To determine whether the interaction is PDZ dependent, we transfected 293 cells with pCDNA3:FLAG-PDZRN3A and pCDNA3:HA-PDZRN3B alone or with pCDNA3:HPV-18E6 or pCDNA3:HPV-18E6T156E (a PBM-defective mutant [9]). After 24 h, the total protein was analyzed as before, and the results in Fig. 1B (upper panels) show that the PBM-defective mutant of HPV-18 E6 cannot induce PDZRN3 degradation. To confirm interaction, extracts from 293 cells transfected with pCDNA3:FLAG-PDZRN3A or pCDNA3 alone were used in a pulldown assay with glutathione S-transferase (GST)-HPV18E6 or GST-HPV18E6T156E. The results in the lower panels show that the PBM mutation abolishes interaction between E6 and PDZRN3.

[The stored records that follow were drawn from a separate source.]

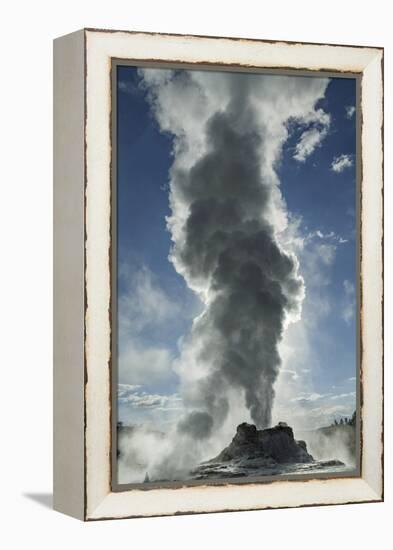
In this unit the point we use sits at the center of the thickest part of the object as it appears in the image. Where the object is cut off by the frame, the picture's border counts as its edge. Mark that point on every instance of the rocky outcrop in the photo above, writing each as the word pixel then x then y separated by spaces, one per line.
pixel 277 445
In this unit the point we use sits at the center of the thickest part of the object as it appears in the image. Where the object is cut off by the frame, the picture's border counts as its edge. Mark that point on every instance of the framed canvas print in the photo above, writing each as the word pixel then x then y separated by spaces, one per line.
pixel 218 274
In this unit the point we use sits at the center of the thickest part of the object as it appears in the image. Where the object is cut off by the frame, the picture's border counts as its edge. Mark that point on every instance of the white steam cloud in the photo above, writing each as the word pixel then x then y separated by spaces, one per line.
pixel 227 222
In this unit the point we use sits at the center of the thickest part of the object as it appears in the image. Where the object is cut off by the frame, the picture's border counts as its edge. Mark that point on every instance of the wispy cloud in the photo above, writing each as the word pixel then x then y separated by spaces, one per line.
pixel 312 137
pixel 132 397
pixel 340 163
pixel 128 87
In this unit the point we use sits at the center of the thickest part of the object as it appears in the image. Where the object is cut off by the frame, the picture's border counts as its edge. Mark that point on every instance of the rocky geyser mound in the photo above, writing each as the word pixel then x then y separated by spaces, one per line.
pixel 277 444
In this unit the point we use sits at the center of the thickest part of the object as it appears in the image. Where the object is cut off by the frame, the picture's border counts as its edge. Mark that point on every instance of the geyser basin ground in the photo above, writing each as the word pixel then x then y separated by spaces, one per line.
pixel 251 453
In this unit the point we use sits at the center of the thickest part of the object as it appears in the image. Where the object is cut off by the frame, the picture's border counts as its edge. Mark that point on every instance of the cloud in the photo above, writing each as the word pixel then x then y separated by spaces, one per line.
pixel 144 309
pixel 143 303
pixel 340 163
pixel 227 209
pixel 137 399
pixel 312 137
pixel 128 87
pixel 350 111
pixel 304 397
pixel 227 221
pixel 140 363
pixel 343 395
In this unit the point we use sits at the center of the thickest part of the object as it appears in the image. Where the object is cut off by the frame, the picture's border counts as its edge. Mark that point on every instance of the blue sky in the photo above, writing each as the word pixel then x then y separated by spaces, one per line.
pixel 156 308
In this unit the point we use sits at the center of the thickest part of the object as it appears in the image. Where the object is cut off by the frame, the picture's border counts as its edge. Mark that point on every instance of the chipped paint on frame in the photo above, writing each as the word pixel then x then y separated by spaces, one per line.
pixel 98 439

To determine whether E6-induced degradation of PDZRN3 is proteasome mediated, we transfected 293 cells with pCDNA3:FLAG-PDZRN3A with or without pCDNA3:HPV-18E6. After 24 h, the cells were treated with the proteasome inhibitors carbobenzoxy-Leu-Leu-leucinal (CBZ) and N-acetyl-l-leucyl-l-leucyl-l-norleucinal for 3 h before the proteins were assayed as before. The results in Fig. 1C show that proteasome inhibitors reduce the destabilization of PDZRN3. Thus, HPV-18 E6 targets PDZRN3A for degradation via the proteasome.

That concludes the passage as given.